A lake is a landscape’s most beautiful and expressive feature. It is Earth’s eye; looking into which the beholder measures the depth of his own nature.

-Henry David Thoreau, Walden1

Lake George, at the southeast base of the Adirondack Mountains, was sparsely populated by family farmsteads and subsistence loggers until the Erie Canal connected the region to the commercial world in 1825. Taking advantage of the new, easy and cheap transportation, factories and lumber mills began to arise in the mid-19th to 20th century. Thomas Cole’s illustrations for James Fennimore Cooper’s 1826 bestselling novel The Last of the Mohicans popularized the area. The crowds of tourists who traveled north on the Canal’s steamboats soon swarmed the shores of the lake. A booming tourism industry emerged, and the wealthy began purchasing the lakeside real estate that had been ignored by the local farmers because of its limited agricultural value.
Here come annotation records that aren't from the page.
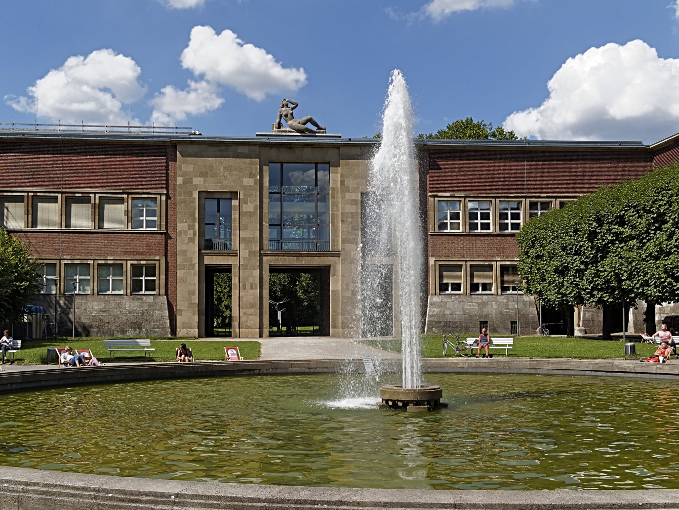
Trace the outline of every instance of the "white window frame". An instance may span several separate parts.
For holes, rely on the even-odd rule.
[[[66,270],[69,266],[77,266],[78,271],[74,276],[67,276]],[[87,268],[87,274],[80,274],[80,270]],[[75,283],[76,294],[90,294],[92,293],[92,265],[89,262],[65,262],[64,263],[64,293],[73,294],[73,283]],[[83,284],[81,285],[81,283]],[[89,289],[87,291],[81,290],[85,283],[87,283]]]
[[[100,271],[101,268],[104,267],[112,268],[113,266],[120,267],[120,276],[114,276],[111,272],[111,274],[108,276],[101,276]],[[101,290],[101,281],[105,280],[108,282],[109,291],[107,292],[103,292]],[[111,291],[111,289],[113,288],[113,282],[120,281],[121,285],[121,289],[120,291]],[[125,293],[125,266],[122,262],[119,263],[112,263],[112,262],[105,262],[99,263],[96,265],[96,293],[100,294],[101,295],[120,295],[121,294]]]
[[[530,210],[530,206],[532,205],[533,204],[538,204],[537,211],[533,211]],[[542,207],[543,204],[549,204],[549,205],[547,206],[546,209],[543,209]],[[540,217],[542,215],[547,213],[553,206],[554,204],[552,204],[551,200],[528,200],[528,219],[530,219],[531,218]]]
[[[54,266],[54,270],[48,271],[47,266]],[[56,283],[58,281],[57,278],[57,272],[59,270],[59,265],[56,262],[45,262],[43,263],[43,267],[40,270],[40,274],[42,275],[40,277],[41,283],[41,294],[56,294]],[[48,273],[54,272],[54,274],[48,274]],[[48,290],[48,285],[54,286],[54,289],[53,291]]]
[[[445,268],[460,268],[460,281],[459,282],[443,282],[443,273],[445,272]],[[444,263],[439,265],[439,294],[462,294],[463,291],[462,280],[464,279],[464,266],[462,263]],[[458,271],[449,271],[451,273],[458,273]],[[457,286],[459,285],[459,289],[457,289]],[[447,286],[447,290],[443,290],[444,286]],[[455,290],[452,290],[452,289]]]
[[[519,285],[504,285],[504,275],[505,272],[509,270],[509,268],[513,268],[514,271],[517,274],[517,278],[518,278],[518,271],[516,264],[502,264],[500,266],[500,293],[501,294],[523,294],[524,293],[519,290]]]
[[[135,206],[134,202],[137,200],[143,200],[143,204],[141,206]],[[151,200],[155,200],[155,205],[153,207],[149,206],[147,203]],[[133,230],[158,230],[158,221],[160,221],[160,200],[157,196],[133,196],[130,198],[130,206],[132,207],[132,220],[130,224],[132,229]],[[139,217],[135,217],[135,211],[141,211],[141,215]],[[153,211],[155,211],[155,215],[151,216],[149,213]],[[135,226],[135,222],[141,222],[141,226]],[[151,221],[155,221],[155,226],[149,226],[148,223]]]
[[[142,274],[140,276],[134,276],[134,268],[141,267]],[[153,276],[147,276],[147,268],[153,268],[155,274]],[[155,294],[158,291],[158,266],[155,263],[134,263],[130,266],[130,294]],[[134,291],[134,283],[141,282],[141,290]],[[153,290],[147,290],[147,282],[153,282]]]
[[[503,208],[503,205],[504,204]],[[519,209],[512,209],[512,204],[519,204]],[[499,200],[498,202],[498,226],[501,232],[517,232],[521,230],[521,200]],[[502,219],[502,213],[507,213],[506,219]]]
[[[450,208],[450,204],[456,203],[458,208]],[[445,204],[441,208],[439,204]],[[447,198],[439,198],[436,200],[436,230],[439,232],[459,232],[462,230],[462,200]],[[442,217],[444,215],[445,217]],[[456,215],[457,217],[456,218]],[[445,223],[447,228],[441,228],[441,224]],[[457,228],[452,228],[451,224],[457,223]]]
[[[481,208],[481,204],[488,204],[488,208]],[[491,232],[493,229],[493,201],[492,200],[468,200],[467,201],[467,230],[470,232]],[[472,215],[476,216],[472,219]],[[488,219],[481,218],[481,215],[487,215]],[[472,228],[475,225],[476,228]],[[488,228],[481,228],[488,226]]]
The lake’s shorelines rapidly developed to house hotels, sanitariums, summer camps and personal ‘camps’. Unique to this region, an ‘Adirondack camp’ is a “permanent summer home where the fortunate owners assemble for several weeks each year and live in perfect comfort and even luxury, tho [sic] in the heart of the woods, with no very near neighbors, no roads and no danger of intrusion”.2 The grandest camps, known as ‘great camps,’ formed Millionaires’ Row near Bolton Landing and Diamond Point on the shoreline. Although they were referred to as ‘cottages,’ they were in fact palatial homes, as large as 20,000 square feet and situated on large tracts of landscaped property with luxurious amenities such as private tennis courts. The juxtaposition between the region’s older, rural, hardscrabble, agricultural inhabitants and the new influx of urban upper- and middle-class summer residents radically changed the region’s demographic climate. Both the tourism and logging industries demanded a seasonal workforce, pulling locals from their farms and flooding the woods with migrant camps.
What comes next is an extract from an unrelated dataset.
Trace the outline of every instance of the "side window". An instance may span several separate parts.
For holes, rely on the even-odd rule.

Prior to the establishment of the Forest Preserve in 1885, it was legal to reside on state land in the Adirondacks. This practice allowed residents to avoid paying property taxes on their homes. These ‘squatters’ camps spanned the socioeconomic spectrum. Some of them were composed of migrant workers’ shanties and lean-tos. On the other hand, many of the Lake George squatters were from among the wealthiest residents of Gilded Age New York: Collis Huntington, Andrew Carnegie, John Boyd Thacher, William d’Alton Mann3, and Robert J. Collier among many others4. These wealthy families erected palatial summer homes on “the most desirable… sites”5 of publicly owned land. It was an open secret that these families, although they had no valid deed to the land, had a “right” to be there by virtue of “knowing the right politician”.6 Thirty years after the 1885 law, more than 600 squatters’ camps illegally remained in the Adirondacks.7

1 Thoreau, Henry David. Walden. (London: Dent) 1910: 441

2 Dix, William Frederick. “Summer Life in Luxurious Adirondack Camps.” The Independent 55 (Jul. 2, 1903): 1556-1562.

3 “State Orders Rich Squatters Off Preserves.” New-York Tribune, July 31, 1915.

4 “Rich and Poor Squatters Must Give Up Land in Adirondacks.” The Evening News (San Jose, CA), July 31, 1915.

5 “Adirondack Squatters and Camp Owners Clash.” The New York Times, November 15, 1903.

6 Fowler, Barnett. “State Conservation Leader Buried” Times Union (Albany, New York), February 10, 1963.

7 “Rich and Poor Squatters Must Give Up Land in Adirondacks.” The Evening News (San Jose, CA), July 31, 1915.